The prevalence of IRR to compare PE funds also puts more pressure on exit speed and rewards earlier exit preparation, Stoffel said.

Better data analytics have also helped increase the speed of exits, by efficiently getting buyers and sellers to a common understanding of a company’s value, he added.

“The use of data analytics allows you to show the story instead of tell the story, and you see that playing a bigger role in the exits,” Stoffel said.

“People are using data analytics on cohorts and how the business is doing a lot more than they have in the past, and I think that’s good for everybody.”
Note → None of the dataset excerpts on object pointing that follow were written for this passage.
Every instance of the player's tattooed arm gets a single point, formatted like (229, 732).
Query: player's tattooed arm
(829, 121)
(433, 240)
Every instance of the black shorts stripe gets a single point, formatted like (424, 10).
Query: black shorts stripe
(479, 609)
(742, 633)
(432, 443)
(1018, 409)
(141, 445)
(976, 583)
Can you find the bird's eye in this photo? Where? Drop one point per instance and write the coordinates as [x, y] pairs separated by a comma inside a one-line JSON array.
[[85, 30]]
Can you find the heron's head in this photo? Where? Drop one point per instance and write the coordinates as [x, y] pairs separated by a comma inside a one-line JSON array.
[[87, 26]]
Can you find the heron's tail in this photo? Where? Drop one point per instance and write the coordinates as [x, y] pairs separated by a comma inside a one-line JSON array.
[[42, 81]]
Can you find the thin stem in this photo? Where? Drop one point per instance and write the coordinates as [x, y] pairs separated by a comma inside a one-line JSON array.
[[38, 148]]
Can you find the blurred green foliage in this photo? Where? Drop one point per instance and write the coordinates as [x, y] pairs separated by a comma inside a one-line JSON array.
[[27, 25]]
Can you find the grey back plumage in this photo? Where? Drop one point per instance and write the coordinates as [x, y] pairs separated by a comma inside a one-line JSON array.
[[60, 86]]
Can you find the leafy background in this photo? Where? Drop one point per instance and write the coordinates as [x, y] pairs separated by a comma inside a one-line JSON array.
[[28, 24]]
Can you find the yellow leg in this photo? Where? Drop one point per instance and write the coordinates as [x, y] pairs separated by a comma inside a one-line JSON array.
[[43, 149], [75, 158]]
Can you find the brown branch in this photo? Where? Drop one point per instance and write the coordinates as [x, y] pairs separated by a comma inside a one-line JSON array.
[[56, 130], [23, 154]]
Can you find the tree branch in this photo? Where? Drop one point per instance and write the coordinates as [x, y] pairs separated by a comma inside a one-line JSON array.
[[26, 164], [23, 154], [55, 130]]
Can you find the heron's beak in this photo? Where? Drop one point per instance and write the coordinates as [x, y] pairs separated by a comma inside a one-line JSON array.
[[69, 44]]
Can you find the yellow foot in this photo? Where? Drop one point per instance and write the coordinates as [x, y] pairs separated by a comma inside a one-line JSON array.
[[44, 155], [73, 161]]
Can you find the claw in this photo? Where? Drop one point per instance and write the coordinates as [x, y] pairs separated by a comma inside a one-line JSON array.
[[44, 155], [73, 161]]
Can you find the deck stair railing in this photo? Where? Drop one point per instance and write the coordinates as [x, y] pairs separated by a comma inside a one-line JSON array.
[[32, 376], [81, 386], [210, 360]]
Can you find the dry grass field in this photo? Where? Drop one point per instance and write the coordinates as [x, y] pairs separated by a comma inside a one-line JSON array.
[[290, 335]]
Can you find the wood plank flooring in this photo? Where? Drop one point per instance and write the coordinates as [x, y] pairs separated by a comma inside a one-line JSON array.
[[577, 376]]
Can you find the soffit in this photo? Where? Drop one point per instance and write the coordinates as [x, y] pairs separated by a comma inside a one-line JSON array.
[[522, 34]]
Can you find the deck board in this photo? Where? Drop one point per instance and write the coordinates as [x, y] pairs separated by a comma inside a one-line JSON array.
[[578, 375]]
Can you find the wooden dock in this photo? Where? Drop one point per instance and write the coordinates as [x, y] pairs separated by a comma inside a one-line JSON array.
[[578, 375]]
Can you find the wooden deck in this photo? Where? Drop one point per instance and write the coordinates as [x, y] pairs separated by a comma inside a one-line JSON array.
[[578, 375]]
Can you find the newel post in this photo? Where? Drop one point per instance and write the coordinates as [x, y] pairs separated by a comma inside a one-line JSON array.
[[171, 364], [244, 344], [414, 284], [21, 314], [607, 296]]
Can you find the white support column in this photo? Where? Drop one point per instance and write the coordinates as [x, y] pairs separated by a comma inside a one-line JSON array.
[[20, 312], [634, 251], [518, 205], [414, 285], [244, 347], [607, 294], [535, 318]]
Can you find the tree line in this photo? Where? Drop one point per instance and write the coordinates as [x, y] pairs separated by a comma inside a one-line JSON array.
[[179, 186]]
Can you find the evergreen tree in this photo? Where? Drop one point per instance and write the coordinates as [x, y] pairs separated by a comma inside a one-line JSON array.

Eighty-seven percent of firms surveyed said they used analytics to make their latest exit decisions. Those firms generally believed that data analytics added the most value during the diligence process prior to acquisition and in presale preparation at exit.

Over the past year, M&A activity has gained additional ground on organic growth as a primary exit strategy, according to the survey. In 2017, 43 percent of respondents said organic-growth potential was an important aspect of their exit strategies, a number that dropped to 16 percent in 2018.

Stoffel said organic growth remained an important component of PE exits, especially given high multiples being paid for companies. PE firms need to look at both M&A and organic growth as tools to add value and get their desired sale prices, he said.

“With these multiples, you can’t just do financial engineering, especially with the cost of debt likely to rise,” Stoffel said. “That dog doesn’t hunt anymore.”

Despite market uncertainty related to tariffs, a trade war, and geopolitical concerns, PE firms view the seller’s market as resilient, according to EY.